- Hanis
- Coordinates: 35°14′13″N 47°07′13″E﻿ / ﻿35.23694°N 47.12028°E
- Country: Iran
- Province: Kurdistan
- County: Sanandaj
- Bakhsh: Central
- Rural District: Howmeh

Population (2006)
- • Total: 510
- Time zone: UTC+3:30 (IRST)
- • Summer (DST): UTC+4:30 (IRDT)

= Hanis, Iran =

Hanis (هانيس, also romanized as Hānīs) is a village in Howmeh Rural District, in the Central District of Sanandaj County, Kurdistan Province, Iran. At the 2006 census, its population was 510, in 110 families. The village is populated by Kurds.

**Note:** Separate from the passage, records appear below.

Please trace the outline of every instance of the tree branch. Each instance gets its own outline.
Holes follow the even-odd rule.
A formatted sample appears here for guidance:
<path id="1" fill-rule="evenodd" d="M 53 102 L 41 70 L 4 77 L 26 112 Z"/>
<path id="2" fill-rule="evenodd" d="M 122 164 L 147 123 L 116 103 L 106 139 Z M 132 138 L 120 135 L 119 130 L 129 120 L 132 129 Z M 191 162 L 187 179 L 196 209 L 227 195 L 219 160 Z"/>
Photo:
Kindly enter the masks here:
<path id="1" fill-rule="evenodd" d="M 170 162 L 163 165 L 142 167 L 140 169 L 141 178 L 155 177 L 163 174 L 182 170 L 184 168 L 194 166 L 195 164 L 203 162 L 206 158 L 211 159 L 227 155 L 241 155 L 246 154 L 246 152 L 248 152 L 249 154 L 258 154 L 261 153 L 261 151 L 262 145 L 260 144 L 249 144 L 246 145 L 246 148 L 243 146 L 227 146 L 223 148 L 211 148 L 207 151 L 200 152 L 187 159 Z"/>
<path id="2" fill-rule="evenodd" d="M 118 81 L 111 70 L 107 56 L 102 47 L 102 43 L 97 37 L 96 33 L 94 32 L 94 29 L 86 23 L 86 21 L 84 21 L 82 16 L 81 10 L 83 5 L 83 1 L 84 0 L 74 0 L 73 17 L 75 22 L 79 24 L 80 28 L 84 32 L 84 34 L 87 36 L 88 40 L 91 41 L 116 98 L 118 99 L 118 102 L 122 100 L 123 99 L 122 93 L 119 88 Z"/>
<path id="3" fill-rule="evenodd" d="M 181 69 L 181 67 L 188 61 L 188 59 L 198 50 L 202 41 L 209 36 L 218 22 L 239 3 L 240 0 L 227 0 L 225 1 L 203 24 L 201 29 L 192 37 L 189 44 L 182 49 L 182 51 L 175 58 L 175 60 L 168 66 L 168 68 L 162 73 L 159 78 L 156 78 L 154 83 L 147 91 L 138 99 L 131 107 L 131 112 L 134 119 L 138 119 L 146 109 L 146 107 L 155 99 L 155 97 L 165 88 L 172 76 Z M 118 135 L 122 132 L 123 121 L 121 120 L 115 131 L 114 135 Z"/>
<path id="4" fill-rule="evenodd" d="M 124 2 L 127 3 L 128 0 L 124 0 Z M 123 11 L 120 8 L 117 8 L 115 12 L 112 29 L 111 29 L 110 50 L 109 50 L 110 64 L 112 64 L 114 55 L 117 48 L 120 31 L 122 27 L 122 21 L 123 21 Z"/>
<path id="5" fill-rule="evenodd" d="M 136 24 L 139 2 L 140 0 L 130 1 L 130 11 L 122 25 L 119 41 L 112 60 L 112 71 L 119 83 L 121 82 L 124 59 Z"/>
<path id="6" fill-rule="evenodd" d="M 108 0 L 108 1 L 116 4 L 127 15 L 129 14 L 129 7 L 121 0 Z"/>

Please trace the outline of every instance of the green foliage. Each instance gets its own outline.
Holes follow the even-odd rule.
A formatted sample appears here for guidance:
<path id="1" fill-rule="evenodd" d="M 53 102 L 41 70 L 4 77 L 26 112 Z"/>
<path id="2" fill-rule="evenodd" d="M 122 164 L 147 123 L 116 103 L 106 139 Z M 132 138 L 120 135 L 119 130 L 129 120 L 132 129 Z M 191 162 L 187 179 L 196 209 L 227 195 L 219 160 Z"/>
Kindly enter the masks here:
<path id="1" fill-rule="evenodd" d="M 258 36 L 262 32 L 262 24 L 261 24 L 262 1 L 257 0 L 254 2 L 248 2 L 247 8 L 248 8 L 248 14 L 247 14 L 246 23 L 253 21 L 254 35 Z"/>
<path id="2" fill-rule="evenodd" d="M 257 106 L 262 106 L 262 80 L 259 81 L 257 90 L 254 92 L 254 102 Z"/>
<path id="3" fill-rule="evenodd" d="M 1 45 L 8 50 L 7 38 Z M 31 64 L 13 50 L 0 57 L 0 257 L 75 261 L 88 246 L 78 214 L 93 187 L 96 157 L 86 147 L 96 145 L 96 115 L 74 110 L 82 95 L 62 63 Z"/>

The meaning of Hanis means land full of water, from which this edited name Kanis is taken. Hanis is a village close to Sanandaj city, which has amazing nature and hardworking people. Hanis has high mountains, the highest of which is called Gaele Rei, which means a place where only an ibex can climb. This village has an agricultural and horticultural area. The climate of this village is very cold and snowy in winter and mild in summer. The products of this village include walnuts, almonds, plums, peaches, grapes, summer fruits, wheat, sunflower seeds, etc.